Table of Contents
ModRuby is designed to be extremely flexible. Its main function besides embedding Ruby within Apache is to provide a configurable interface with which to invoke Ruby code from Apache in a variety of ways — from executing the most bare-bones CGI scripts to hooking in entire web frameworks.
Connecting ModRuby to your code is all done via Apache configuration directives. There are endless ways you can do this, but it’s all ultimately pretty simple. We will cover the necessary Apache configuration mechanics and work through many different scenarios which should give you a good feel for how everything works and what you can do.
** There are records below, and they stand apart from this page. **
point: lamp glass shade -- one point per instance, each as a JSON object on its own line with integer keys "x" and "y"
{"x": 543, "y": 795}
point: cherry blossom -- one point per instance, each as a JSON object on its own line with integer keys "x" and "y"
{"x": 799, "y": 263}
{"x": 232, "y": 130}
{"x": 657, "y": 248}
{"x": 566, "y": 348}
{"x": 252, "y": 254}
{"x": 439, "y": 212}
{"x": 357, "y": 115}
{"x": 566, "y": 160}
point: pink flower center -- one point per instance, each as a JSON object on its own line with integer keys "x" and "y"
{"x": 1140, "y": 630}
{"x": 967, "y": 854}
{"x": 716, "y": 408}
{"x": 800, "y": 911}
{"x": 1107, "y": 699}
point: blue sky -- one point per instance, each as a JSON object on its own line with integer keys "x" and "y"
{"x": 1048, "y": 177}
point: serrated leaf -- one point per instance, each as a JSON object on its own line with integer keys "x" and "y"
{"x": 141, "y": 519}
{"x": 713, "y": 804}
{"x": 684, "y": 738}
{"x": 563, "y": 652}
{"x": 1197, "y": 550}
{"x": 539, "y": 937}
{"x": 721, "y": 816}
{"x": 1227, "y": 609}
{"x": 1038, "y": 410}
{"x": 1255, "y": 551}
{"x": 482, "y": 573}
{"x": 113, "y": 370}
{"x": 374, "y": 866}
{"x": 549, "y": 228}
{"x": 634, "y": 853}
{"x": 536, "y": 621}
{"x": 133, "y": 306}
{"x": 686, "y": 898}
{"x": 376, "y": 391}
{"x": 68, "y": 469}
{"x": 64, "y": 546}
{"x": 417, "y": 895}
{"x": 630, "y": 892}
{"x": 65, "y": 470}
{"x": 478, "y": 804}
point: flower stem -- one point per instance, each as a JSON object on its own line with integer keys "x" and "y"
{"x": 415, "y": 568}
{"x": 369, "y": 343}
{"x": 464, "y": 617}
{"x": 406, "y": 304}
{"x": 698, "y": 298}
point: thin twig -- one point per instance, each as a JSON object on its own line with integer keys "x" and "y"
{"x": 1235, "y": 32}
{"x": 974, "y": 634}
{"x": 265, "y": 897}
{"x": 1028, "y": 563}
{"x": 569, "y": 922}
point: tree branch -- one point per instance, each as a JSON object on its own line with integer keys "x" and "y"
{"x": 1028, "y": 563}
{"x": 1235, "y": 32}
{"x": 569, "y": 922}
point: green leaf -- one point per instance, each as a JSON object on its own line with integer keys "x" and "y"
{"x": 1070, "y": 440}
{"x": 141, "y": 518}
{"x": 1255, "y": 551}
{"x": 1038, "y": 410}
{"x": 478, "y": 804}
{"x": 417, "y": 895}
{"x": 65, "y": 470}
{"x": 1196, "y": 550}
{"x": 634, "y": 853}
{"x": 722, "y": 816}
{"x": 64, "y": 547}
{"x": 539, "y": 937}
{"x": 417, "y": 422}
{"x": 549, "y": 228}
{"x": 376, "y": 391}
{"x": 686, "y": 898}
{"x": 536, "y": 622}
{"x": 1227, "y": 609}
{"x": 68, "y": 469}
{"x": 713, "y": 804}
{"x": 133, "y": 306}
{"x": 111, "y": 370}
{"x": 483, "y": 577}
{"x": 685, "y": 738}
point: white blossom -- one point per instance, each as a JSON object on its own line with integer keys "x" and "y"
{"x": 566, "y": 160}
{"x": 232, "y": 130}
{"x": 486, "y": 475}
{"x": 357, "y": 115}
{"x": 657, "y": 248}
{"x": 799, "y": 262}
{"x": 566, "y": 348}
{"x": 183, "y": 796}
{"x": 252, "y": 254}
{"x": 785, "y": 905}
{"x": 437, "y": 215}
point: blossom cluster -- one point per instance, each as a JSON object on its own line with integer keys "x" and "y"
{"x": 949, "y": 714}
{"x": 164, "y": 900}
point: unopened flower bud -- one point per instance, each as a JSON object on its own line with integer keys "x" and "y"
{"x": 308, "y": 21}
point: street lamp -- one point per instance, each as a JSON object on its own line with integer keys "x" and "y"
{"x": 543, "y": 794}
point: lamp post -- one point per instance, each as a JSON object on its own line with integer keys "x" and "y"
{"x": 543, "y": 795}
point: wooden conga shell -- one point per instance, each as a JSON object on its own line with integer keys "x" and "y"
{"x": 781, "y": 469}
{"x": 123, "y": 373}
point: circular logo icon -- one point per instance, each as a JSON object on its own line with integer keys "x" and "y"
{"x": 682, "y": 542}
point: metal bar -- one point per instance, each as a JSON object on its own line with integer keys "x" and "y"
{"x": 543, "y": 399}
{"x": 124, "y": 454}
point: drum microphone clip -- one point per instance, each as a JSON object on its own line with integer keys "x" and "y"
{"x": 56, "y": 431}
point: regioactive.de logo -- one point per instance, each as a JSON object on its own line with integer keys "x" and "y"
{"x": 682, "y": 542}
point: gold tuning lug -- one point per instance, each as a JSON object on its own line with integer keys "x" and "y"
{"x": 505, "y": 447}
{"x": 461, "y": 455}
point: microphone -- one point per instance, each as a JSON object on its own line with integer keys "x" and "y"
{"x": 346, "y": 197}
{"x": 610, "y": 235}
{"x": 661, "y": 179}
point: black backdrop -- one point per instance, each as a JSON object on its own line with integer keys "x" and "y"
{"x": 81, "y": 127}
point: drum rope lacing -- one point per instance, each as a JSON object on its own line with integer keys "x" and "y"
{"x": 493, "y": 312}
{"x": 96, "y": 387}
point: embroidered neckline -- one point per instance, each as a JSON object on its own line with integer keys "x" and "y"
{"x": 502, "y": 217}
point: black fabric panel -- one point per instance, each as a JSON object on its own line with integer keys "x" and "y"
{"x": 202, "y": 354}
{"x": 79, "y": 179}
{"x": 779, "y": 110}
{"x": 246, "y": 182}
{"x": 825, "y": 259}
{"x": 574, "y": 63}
Everything is done in the context of handlers. Apache has many different
kinds of handlers for different stages of the request handling process, but the
most basic and common by far is the “content generator.” That’s where you, well,
generate content ... which is basically what everyone thinks of server-side web
programming anyway. That said, all handlers in ModRuby are in Apache parlance
“content generators.” We will call these “module handlers.” These handlers are
written in C and reside in the ModRuby module and they can be invoked from the
Apache configuration as canonical Apache handlers. When you load the
mod_ruby.so
module in Apache, these handlers become
available for you to use.
To be useful, a module handler must be linked up to a Ruby method of some kind. We refer to these Ruby methods as just “Ruby handlers” — they are what handles the request. There are three parameters that must be specified to link a module handler to a Ruby method:
Module
: defines the Ruby module specified via the
Ruby require
directive
Class
: specifies the class name within the respective
module. This can be qualified with one or more module namespace prefixes
(e.g. Juji::Fruit
)
Method
: specifies the method name within the
class. This method takes exactly one argument which is used to pass in the
Apache request object for the specific request being handled.
With these, the ModRuby module can load the Ruby module, instantiate an object
of the given class, and then call the specified method, passing in the current
request, which is an instance of the Apache::Request
class. From that point on, it is up to the Ruby method to service the request
(e.g. generate content). That’s the whole process. So configuration is thus the
process of connecting module handlers (C functions in the
mod_ruby
Apache module) to Ruby methods in your files, and
this is all done by specifying these connections in the Apache configuration
file(s).
As with any Apache configuration, you can define all the file types, locations, directories and various other conditions under which your Ruby handler(s) should be called. There are almost limitless possibilities for how you can route requests to handlers. The whole point of all the different module handlers to simply to route the request to the right Ruby handler, and from that point on, it’s all Ruby. Module handlers are just Apache-configurable connectors that give you fine grained control over (1) what handlers are invoked, (2) under what circumstances, (3) in what specific configuration contexts.
In the Apache configuration file, there are two independent phases you must address in order to connect a web request to your Ruby handler:
You specify the specific condition(s) in which the module handler is to be invoked. This connects the Apache request with a specific ModRuby handler.
You associate the ModRuby handler with a specific Ruby method that is to service the request. This completes the route from Apache request to Ruby code.
That said, there are two classes of module handlers: script handlers and framework handlers. Script handlers exist specifically for processing RHTML and optimized Ruby (CGI) scripts. Framework handlers, on the other hand, are completely open-ended: they allow for a high degree of specificity under which conditions they are run and allow you to add custom configuration variables for each handler that are passed into the handler’s Ruby environment. They are designed to connect to bigger, more complex environments (e.g. frameworks).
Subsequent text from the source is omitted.